American Standard Version (ASV)

Paul said to the centurion and to the soldiers, Except these abide in the ship, ye cannot be saved.

Basic English Translation (BBE)

But Paul said to the captain and his men, If you do not keep these men in the ship, you will not be safe.

Webster's Revision

Paul said to the centurion, and to the soldiers, Except these abide in the ship, ye cannot be saved.

World English Bible

Paul said to the centurion and to the soldiers, "Unless these stay in the ship, you can't be saved."

English Revised Version (ERV)

Paul said to the centurion and to the soldiers, Except these abide in the ship, ye cannot be saved.

Definitions for Acts 27:31

Centurion - Commander of a hundred men.

Clarke's Acts 27:31 Bible Commentary

Except these abide in the ship, ye cannot be saved - God, who has promised to save your lives, promises this on the condition that ye make use of every means he has put in your power to help yourselves. While, therefore, ye are using these means, expect the co-operation of God. If these sailors, who only understand how to work the ship, leave it, ye cannot escape. Therefore prevent their present design. On the economy of Divine Providence, see the notes on Acts 23:35.

Barnes's Acts 27:31 Bible Commentary

Paul said to the centurion and to the soldiers - The centurion had, it appears, the general direction of the ship, Acts 27:11. Perhaps it had been pressed into the service of the government.

Except these - These seamen. The soldiers and the centurion were unqualified to manage the ship, and the presence of the sailors was therefore indispensable to the preservation of any.

Abide in the ship - Remain on board.

Ye cannot be saved - You cannot be preserved from death. You will have no hope of managing the ship. It will be remembered that Paul had been informed by the angel, and had assured them Acts 27:22-24 that no lives would be lost; but it was only in the use of the proper means that their lives would be safe. Though it had been determined, and though Paul had the assurance that their lives would be safe, yet this did not, in his view, prevent the use of the proper means to secure it. From this we may learn:

(1) That the certainty of an event does not render it improper to use means to obtain it.

(2) that, though the event may be determined, yet the use of means may be indispensable to secure it. The event is not more certainly ordained than the means requisite to accomplish it.

(3) that the doctrine of the divine purposes or decrees, making certain future events, does not make the use of man's agency unnecessary or improper. The means are determined as well as the end, and the one will not be secured without the other.

(4) the same is true in regard to the decrees respecting salvation. The end is not determined without the means; and as God has resolved that his people shall be saved, so he has also determined the means. He has ordained that they shall repent, shall believe, shall be holy, and shall thus be saved.

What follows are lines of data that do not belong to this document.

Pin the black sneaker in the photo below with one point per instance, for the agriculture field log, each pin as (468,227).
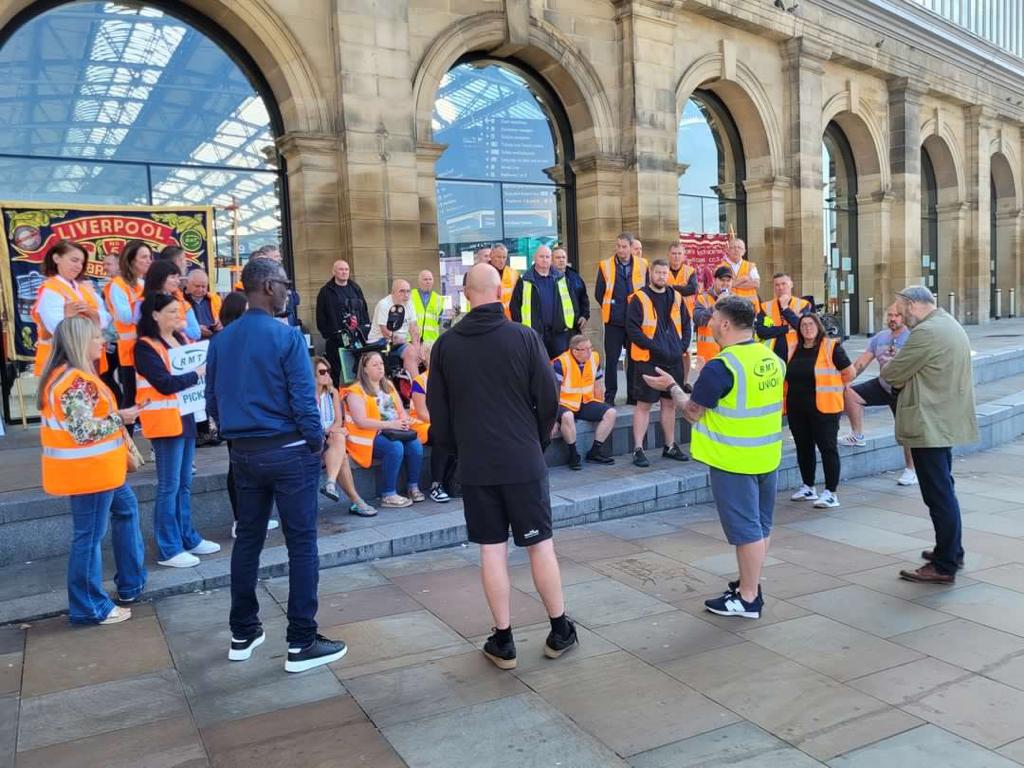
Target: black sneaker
(556,644)
(674,453)
(320,651)
(242,649)
(640,458)
(731,604)
(503,655)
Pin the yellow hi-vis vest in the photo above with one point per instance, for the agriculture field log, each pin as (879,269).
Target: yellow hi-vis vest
(428,317)
(743,432)
(561,285)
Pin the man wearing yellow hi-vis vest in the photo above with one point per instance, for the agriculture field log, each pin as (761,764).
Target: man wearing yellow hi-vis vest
(428,307)
(736,413)
(542,301)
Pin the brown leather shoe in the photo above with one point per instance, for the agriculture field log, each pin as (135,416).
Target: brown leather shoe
(927,574)
(929,555)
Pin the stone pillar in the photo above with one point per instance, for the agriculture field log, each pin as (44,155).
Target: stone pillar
(314,195)
(804,219)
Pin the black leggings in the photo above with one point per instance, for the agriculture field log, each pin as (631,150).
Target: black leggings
(810,428)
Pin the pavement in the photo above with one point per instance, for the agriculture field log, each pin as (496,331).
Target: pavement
(848,667)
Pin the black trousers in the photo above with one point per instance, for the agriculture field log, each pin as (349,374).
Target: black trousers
(938,491)
(614,341)
(812,429)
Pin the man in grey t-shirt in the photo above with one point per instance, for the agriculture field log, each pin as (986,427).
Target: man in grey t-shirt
(883,347)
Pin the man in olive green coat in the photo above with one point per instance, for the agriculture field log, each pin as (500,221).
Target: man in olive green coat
(935,412)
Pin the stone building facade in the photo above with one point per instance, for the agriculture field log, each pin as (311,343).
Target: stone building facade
(355,82)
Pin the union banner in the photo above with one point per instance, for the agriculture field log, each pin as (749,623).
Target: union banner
(31,229)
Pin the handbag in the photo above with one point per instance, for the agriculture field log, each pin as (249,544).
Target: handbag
(135,460)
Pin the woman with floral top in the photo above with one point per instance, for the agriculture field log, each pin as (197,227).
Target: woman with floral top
(84,457)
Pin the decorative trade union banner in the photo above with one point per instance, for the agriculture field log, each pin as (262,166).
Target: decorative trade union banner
(30,229)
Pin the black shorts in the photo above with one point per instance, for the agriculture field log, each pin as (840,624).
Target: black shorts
(492,510)
(593,411)
(644,393)
(872,393)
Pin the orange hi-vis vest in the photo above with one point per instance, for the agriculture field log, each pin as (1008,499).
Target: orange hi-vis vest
(827,380)
(707,346)
(649,323)
(578,385)
(609,271)
(71,468)
(359,441)
(161,418)
(43,338)
(126,331)
(420,425)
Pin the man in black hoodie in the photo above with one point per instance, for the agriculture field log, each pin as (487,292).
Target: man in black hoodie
(493,400)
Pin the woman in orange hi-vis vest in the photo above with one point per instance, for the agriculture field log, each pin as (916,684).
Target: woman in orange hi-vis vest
(64,295)
(816,375)
(84,457)
(172,435)
(123,299)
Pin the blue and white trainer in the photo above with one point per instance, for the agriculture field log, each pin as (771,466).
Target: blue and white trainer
(731,604)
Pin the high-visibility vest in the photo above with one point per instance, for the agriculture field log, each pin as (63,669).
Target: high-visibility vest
(359,441)
(828,385)
(420,425)
(743,432)
(773,311)
(509,278)
(707,346)
(428,317)
(649,323)
(72,468)
(526,310)
(44,337)
(609,271)
(126,331)
(161,418)
(578,384)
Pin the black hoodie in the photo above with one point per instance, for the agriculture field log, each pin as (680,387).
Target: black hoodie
(493,398)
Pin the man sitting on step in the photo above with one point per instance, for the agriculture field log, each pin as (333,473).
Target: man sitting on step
(581,379)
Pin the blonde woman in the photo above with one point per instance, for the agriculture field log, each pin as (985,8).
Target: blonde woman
(335,456)
(84,457)
(380,429)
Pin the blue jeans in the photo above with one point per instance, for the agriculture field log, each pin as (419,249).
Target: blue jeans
(390,454)
(288,476)
(934,467)
(172,511)
(87,600)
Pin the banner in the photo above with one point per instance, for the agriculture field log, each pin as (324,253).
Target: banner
(184,359)
(705,253)
(30,229)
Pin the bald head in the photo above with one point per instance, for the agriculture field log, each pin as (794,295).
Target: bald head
(483,285)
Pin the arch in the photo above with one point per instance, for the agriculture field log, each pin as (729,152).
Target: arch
(549,53)
(750,105)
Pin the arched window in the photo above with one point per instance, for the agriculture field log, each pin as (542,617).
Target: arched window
(711,189)
(929,223)
(840,210)
(505,175)
(139,104)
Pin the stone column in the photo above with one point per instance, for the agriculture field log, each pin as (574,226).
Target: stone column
(314,194)
(804,219)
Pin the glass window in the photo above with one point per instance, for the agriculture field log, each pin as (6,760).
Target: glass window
(504,175)
(125,104)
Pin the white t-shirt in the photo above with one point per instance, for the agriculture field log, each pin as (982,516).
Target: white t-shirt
(380,318)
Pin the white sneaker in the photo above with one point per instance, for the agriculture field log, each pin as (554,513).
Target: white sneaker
(909,477)
(827,501)
(206,547)
(180,560)
(805,494)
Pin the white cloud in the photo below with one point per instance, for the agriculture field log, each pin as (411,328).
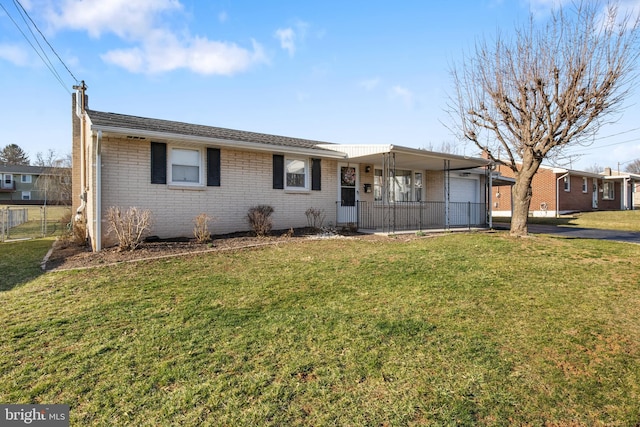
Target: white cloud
(370,84)
(287,39)
(127,19)
(14,54)
(290,37)
(199,55)
(403,94)
(157,48)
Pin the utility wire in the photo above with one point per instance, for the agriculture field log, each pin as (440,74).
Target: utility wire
(46,63)
(47,41)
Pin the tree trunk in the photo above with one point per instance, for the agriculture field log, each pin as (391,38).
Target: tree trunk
(521,196)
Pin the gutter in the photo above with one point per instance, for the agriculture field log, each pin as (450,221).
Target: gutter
(98,213)
(558,193)
(163,136)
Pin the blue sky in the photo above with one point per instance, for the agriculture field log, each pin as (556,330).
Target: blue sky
(338,71)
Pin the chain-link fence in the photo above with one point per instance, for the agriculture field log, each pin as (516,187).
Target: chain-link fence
(20,222)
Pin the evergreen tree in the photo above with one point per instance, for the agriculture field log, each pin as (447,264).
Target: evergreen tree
(12,154)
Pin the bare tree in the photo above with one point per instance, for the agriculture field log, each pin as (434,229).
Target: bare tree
(552,86)
(594,168)
(12,154)
(633,167)
(55,180)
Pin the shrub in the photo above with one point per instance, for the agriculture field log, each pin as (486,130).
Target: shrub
(130,226)
(315,218)
(201,229)
(74,232)
(259,218)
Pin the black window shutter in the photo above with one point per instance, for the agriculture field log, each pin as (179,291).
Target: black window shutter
(213,167)
(316,175)
(158,163)
(278,172)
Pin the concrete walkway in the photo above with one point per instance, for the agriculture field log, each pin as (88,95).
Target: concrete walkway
(580,233)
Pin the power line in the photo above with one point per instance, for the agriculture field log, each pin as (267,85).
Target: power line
(47,42)
(40,52)
(48,61)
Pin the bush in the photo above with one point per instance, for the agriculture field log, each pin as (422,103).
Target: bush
(259,218)
(130,226)
(74,232)
(315,218)
(201,229)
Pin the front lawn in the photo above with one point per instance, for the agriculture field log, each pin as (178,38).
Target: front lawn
(604,220)
(460,329)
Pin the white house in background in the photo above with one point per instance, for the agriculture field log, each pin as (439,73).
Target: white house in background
(179,170)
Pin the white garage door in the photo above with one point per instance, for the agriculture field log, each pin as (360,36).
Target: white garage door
(463,191)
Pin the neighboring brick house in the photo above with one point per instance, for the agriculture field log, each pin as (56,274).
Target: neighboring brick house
(179,170)
(623,184)
(20,185)
(558,191)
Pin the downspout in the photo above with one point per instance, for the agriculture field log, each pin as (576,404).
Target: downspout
(489,194)
(80,112)
(447,194)
(558,193)
(98,196)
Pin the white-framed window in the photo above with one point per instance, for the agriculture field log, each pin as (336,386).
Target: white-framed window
(296,173)
(403,186)
(185,166)
(608,191)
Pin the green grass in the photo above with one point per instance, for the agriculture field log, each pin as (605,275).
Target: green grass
(606,220)
(34,227)
(20,261)
(461,329)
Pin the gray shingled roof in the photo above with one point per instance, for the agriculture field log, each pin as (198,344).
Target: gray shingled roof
(22,169)
(101,119)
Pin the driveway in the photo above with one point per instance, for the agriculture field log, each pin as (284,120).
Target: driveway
(580,233)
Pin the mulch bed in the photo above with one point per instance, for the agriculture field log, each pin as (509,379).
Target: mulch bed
(66,256)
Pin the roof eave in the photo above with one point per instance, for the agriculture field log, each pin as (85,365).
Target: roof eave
(227,143)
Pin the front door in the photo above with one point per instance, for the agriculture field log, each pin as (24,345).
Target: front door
(348,193)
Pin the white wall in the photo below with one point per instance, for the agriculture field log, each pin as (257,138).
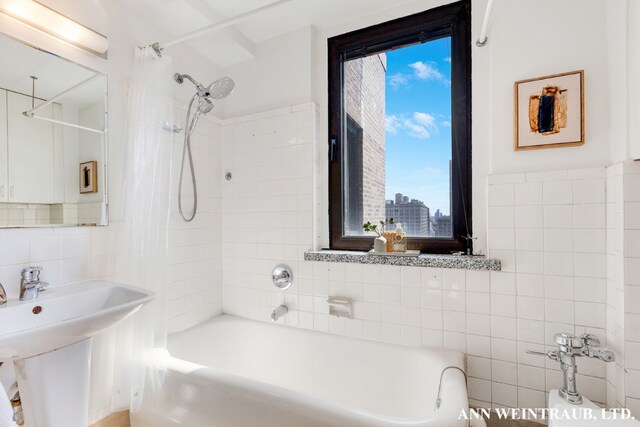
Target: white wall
(279,75)
(75,254)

(5) we have in this case a full answer to the objection that a belief in the decrees of God will make people neglect the means of salvation, and lead to licentiousness. It has just the contrary tendency. Here is a case in which Paul certainly believed in the purpose of God to save these people; in which he was assured that it was fully determined; and yet the effect was not to produce indolence and unconcern, but to prompt him to use strenuous efforts to accomplish the very effect which God had determined should take place. So it is always. A belief that God has purposes of mercy; that he designs, and has always designed, to save some, will prompt to the use of all proper means to secure it. If we had no such evidence that God had any such purpose, effort would be vain. Where we have such evidence, it operates, as it did in the case of Paul, to produce great and strenuous endeavors to secure the object.

Wesley's Acts 27:31 Bible Commentary

27:31 Unless these mariners abide in the ship - Without them ye know not how to manage her, ye cannot be saved - He does not say we.That they would not have regarded. The soldiers were not careful for the lives of the prisoners: nor was Paul careful for his own. We may learn hence, to use the most proper means for securityand success, even while we depend on Divine Providence, and wait for the accomplishment of God's own promise. He never designed any promise should encourage rational creatures to act in an irrational manner; or to remain inactive, when he has given them natural capacities of doing something, at least, for their own benefit. To expect the accomplishment of any promise, without exerting these, is at best vain and dangerous presumption, if all pretence of relying upon it be not profane hypocrisy.